Olivier Père

Le Havre de Aki Kaurismäki

Le Prix Louis-Delluc a été décerné le 16 décembre au Havre d’Aki Kaurismäki. Bon choix. En août, après sa présentation en sélection officielle au Festival de Cannes, le nouveau long métrage du cinéaste finlandais enchantait le public de la Piazza Grande au Festival del film Locarno. Il est sorti mercredi dans les salles françaises distribué par Pyramide (partenaire historique de Kaurismäki en France), et en Suisse romande le même jour. Il a déjà conquis les écrans de la Suisse allemande depuis le 29 septembre et de la Suisse italienne le 25 novembre (distribué par Filmcoopi).

Sous sa modestie de façade et son autodérision, Aki Kaurismäki est un styliste capable de mettre en scène avec une formidable économie de moyens, en noir et blanc ou en couleur, des films à l’impressionnante beauté plastique. Le soin maniaque apporté au cadre et à la lumière, la rigueur de chaque plan, la précision et la subtilité des dialogues contredisent la désinvolture apparente du cinéaste et sa réputation de farceur. Kaurismäki vénère le cinéma muet, Chaplin, Ozu, Bresson, Dreyer, De Sica, Becker, Melville. Son cinéma est devenu le chantre des asociaux, des prolétaires, des habitants des faubourgs, avec des films poétiques qui allient lutte des classes, culture populaire, humour noir, scepticisme inquiet à l’encontre du monde moderne et un goût prononcé pour le mélodrame révolutionnaire. Le Havre, son nouveau film, est l’un de ses plus beaux, l’un de ses plus émouvants.
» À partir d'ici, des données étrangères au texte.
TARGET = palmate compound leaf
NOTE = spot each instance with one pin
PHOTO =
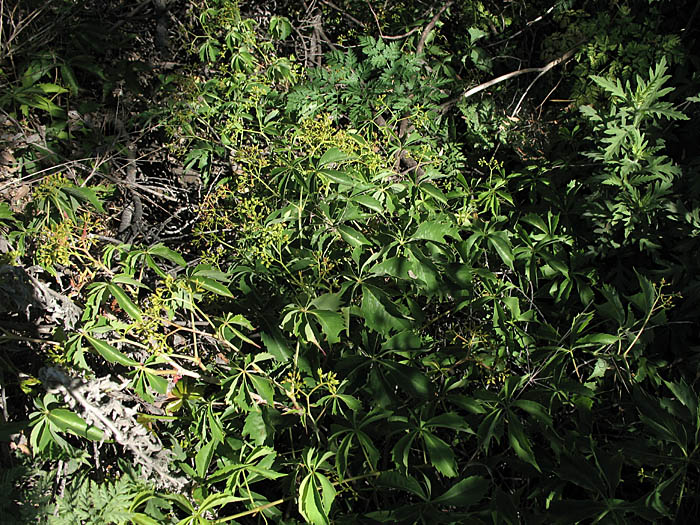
(464, 493)
(316, 495)
(380, 313)
(440, 454)
(436, 231)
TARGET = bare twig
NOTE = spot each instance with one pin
(430, 27)
(343, 12)
(481, 87)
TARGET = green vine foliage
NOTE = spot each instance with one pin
(368, 321)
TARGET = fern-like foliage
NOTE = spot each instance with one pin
(630, 195)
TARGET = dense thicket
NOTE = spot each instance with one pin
(351, 261)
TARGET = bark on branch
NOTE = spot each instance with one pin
(444, 107)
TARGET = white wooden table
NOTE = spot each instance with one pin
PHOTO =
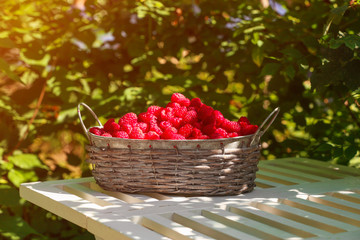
(295, 198)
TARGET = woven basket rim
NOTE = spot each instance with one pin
(170, 140)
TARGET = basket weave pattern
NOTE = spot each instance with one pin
(189, 167)
(197, 171)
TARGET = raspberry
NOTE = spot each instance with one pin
(195, 133)
(166, 114)
(203, 137)
(129, 118)
(155, 110)
(205, 112)
(137, 133)
(152, 135)
(180, 112)
(155, 128)
(181, 99)
(231, 126)
(164, 125)
(126, 128)
(249, 129)
(196, 103)
(176, 122)
(219, 118)
(208, 129)
(111, 126)
(106, 134)
(170, 133)
(233, 134)
(144, 127)
(244, 119)
(220, 132)
(190, 117)
(97, 131)
(146, 117)
(120, 134)
(173, 105)
(178, 137)
(197, 125)
(186, 130)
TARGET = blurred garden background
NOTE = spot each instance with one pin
(242, 57)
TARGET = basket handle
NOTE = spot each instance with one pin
(82, 122)
(269, 120)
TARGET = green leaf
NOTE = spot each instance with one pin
(290, 71)
(15, 227)
(18, 177)
(350, 152)
(257, 56)
(9, 196)
(270, 69)
(6, 43)
(335, 17)
(26, 161)
(324, 147)
(351, 41)
(4, 66)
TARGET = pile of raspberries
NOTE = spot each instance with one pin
(181, 119)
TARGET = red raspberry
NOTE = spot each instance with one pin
(196, 103)
(126, 128)
(178, 137)
(205, 112)
(186, 130)
(244, 119)
(249, 129)
(170, 133)
(174, 105)
(96, 130)
(120, 134)
(180, 112)
(166, 114)
(155, 128)
(197, 125)
(137, 133)
(203, 137)
(106, 134)
(152, 135)
(181, 99)
(144, 127)
(176, 122)
(111, 126)
(155, 110)
(195, 133)
(233, 134)
(190, 117)
(219, 133)
(209, 120)
(129, 118)
(208, 129)
(231, 126)
(146, 117)
(219, 118)
(165, 125)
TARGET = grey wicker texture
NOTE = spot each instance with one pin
(188, 167)
(201, 172)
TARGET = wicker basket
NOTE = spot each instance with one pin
(189, 167)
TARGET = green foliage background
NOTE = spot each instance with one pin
(122, 56)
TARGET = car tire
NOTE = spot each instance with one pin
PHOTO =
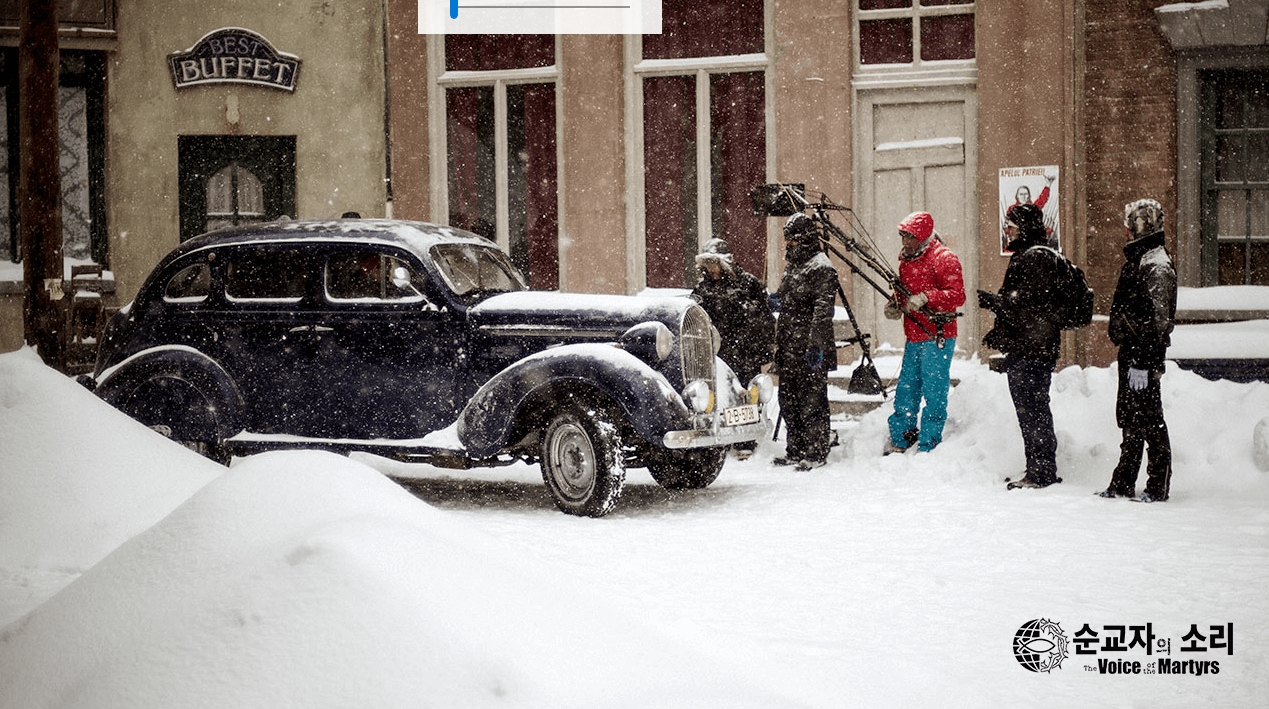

Kaurismäki tourne pour la seconde fois en France et en français après La Vie de Bohême (le personnage de Marcel Marx, que l’on retrouve dans Le Havre, toujours interprété par le merveilleux André Wilms, en était déjà le héros.) Les dialogues, ciselés et élégants, sont au diapason d’un interprétation magnifique. Le Havre, ville hors du temps qui a gardé une patine rétro authentique, lui sied à merveille. Kaurismäki visiblement aime les années 50, comme le rocker local Little Bob qui fait une apparition inoubliable dans le film, le temps d’un bloc frontal et musical, extrait d’un de ses concerts. Kaurismäki retrouve ses vieux complices Kati Outinen, André Wilms et Jean-Pierre Léaud, et invite à les rejoindre Jean-Pierre Darroussin, excellent en policier solitaire et melvillien. Le Havre parle d’immigration, de racisme, de solidarité et de résistance de manière presque intemporelle, mais le film trouve un écho dans l’actualité la plus brûlante et la société dans laquelle nous vivons. Comme Chaplin (le film est une référence directe au Kid), Kaurismäki touche à l’universel et nous bouleverse grâce à une histoire simple mais essentielle, et réussit un petit chef-d’œuvre humaniste.